Jakarta, VIVA - Perkembangan kendaraan listrik di Indonesia terus menunjukkan tren positif, namun tantangan infrastruktur pengisian daya yang belum merata masih menjadi pekerjaan rumah. Dalam situasi tersebut, plug-in hybrid electric vehicle (PHEV) dinilai dapat menjadi solusi transisi sebelum masyarakat sepenuhnya beralih ke kendaraan listrik murni atau battery electric vehicle (BEV).
Berbeda dengan BEV yang sepenuhnya mengandalkan baterai, PHEV mengombinasikan motor listrik dengan mesin pembakaran internal. Artinya, kendaraan ini tetap dapat digunakan meski daya baterai habis, tanpa bergantung sepenuhnya pada stasiun pengisian kendaraan listrik umum (SPKLU).
Sekretaris Umum Gabungan Industri Kendaraan Bermotor Indonesia (Gaikindo), Kukuh Kumara, menilai PHEV memiliki potensi besar untuk dikembangkan di pasar domestik, terutama di tengah disparitas infrastruktur antara wilayah perkotaan dan luar Jawa.
“PHEV ini menarik, karena bisa menjadi jembatan antara kendaraan konvensional dan kendaraan listrik. Tinggal bagaimana kebijakan mendukung pengembangannya,” ujar Kukuh dalam diskusi Forum Wartawan Industri (Forwin), di Jakarta.

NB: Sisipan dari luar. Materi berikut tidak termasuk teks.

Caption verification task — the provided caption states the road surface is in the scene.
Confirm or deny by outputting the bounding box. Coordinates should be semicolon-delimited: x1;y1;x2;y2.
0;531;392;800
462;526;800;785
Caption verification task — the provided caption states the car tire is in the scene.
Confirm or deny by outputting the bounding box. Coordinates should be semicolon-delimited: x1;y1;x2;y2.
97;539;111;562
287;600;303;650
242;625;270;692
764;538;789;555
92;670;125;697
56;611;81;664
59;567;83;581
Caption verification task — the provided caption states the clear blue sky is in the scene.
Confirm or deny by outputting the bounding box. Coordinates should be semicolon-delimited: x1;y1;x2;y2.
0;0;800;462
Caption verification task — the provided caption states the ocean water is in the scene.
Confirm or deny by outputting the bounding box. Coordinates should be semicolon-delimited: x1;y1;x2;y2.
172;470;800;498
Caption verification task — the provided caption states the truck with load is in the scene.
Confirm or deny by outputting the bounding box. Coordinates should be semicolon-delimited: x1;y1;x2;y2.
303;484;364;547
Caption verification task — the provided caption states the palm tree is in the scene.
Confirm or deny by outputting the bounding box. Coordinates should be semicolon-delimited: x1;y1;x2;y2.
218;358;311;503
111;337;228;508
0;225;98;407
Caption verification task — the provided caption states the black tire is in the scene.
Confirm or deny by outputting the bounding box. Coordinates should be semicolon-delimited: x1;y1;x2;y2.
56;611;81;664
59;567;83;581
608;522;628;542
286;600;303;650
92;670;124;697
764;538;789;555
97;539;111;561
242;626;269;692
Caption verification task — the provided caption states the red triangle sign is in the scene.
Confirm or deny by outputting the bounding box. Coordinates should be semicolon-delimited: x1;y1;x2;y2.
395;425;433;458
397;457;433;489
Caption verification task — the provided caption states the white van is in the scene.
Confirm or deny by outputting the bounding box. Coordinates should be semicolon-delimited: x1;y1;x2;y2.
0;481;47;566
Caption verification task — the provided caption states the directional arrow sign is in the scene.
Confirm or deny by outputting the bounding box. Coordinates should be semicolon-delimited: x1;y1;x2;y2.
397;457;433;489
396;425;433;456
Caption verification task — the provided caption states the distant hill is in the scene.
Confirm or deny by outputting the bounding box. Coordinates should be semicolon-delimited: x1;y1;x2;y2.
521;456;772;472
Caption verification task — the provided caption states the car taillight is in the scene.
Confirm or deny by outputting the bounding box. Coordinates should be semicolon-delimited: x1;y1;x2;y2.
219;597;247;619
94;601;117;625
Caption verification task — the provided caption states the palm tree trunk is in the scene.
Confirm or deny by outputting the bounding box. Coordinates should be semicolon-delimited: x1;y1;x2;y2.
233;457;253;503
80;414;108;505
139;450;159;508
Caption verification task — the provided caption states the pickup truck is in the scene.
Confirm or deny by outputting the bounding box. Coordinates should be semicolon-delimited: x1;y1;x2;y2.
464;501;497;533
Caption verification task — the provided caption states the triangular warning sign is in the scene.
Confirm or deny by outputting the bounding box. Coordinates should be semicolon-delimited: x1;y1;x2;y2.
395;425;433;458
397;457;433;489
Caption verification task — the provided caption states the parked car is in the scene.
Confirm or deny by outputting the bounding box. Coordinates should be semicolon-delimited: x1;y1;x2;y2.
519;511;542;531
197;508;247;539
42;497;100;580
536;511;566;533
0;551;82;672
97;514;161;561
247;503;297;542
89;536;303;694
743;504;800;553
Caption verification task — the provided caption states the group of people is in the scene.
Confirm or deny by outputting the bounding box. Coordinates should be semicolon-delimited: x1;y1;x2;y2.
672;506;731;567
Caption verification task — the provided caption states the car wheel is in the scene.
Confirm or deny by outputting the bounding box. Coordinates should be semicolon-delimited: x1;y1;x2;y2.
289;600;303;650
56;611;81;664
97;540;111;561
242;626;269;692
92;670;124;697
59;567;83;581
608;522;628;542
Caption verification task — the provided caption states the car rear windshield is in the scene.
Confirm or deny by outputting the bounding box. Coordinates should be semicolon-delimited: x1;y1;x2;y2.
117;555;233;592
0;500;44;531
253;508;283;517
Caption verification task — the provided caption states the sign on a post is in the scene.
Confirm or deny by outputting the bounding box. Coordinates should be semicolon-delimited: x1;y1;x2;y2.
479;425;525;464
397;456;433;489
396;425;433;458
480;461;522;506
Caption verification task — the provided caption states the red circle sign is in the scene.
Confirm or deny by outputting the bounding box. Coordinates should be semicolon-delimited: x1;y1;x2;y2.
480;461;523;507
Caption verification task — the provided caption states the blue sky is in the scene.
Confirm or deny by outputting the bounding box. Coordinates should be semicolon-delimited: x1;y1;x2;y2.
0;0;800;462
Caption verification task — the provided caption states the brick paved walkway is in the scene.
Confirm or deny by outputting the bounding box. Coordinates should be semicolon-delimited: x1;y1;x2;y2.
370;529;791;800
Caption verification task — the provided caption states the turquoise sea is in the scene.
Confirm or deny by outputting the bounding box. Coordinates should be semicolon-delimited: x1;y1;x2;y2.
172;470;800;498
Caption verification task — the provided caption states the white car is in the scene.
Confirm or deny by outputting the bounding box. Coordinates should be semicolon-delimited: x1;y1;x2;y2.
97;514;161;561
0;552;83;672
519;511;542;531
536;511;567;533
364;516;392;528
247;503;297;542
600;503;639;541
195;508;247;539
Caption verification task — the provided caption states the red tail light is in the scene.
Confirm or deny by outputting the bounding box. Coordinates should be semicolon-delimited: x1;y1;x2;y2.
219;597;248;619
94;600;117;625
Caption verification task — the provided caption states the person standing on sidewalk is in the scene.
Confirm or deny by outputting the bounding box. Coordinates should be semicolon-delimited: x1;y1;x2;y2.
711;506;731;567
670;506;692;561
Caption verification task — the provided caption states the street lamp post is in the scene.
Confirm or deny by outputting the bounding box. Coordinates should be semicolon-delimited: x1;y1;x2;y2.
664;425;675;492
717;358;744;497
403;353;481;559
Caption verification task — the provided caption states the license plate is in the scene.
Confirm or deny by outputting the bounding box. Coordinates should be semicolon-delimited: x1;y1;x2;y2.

Menurut dia, saat ini industri otomotif tidak lagi bertumpu pada satu teknologi. Kehadiran berbagai jenis powertrain, mulai dari hybrid, PHEV, hingga BEV, menandakan pasar sedang bergerak menuju fase transisi.
Hal senada disampaikan CEO Degree Synergy International, Andrea Suhendra. Ia menilai PHEV mampu menjawab kekhawatiran konsumen yang belum sepenuhnya siap beralih ke kendaraan listrik murni, terutama terkait keterbatasan infrastruktur pengisian daya.
“PHEV bisa menjadi jembatan bagi konsumen yang belum siap ke BEV. Untuk penggunaan dalam kota bisa pakai mode listrik, tapi tetap aman untuk perjalanan jauh karena masih ada mesin bensin,” kata Andrea.
Ia menambahkan, dengan pola penggunaan harian di perkotaan, PHEV dapat beroperasi layaknya mobil listrik sehingga tetap memberikan efisiensi konsumsi bahan bakar dan menekan emisi.
Meski demikian, Andrea menilai dukungan kebijakan masih diperlukan agar segmen ini berkembang optimal. Saat ini, PHEV baru mendapatkan insentif terbatas berupa keringanan pajak penjualan atas barang mewah (PPnBM).
“PHEV layak diberi stimulus tambahan, tetapi bersyarat, misalnya berdasarkan kontribusi pengurangan emisi atau jarak tempuh listriknya,” ujarnya.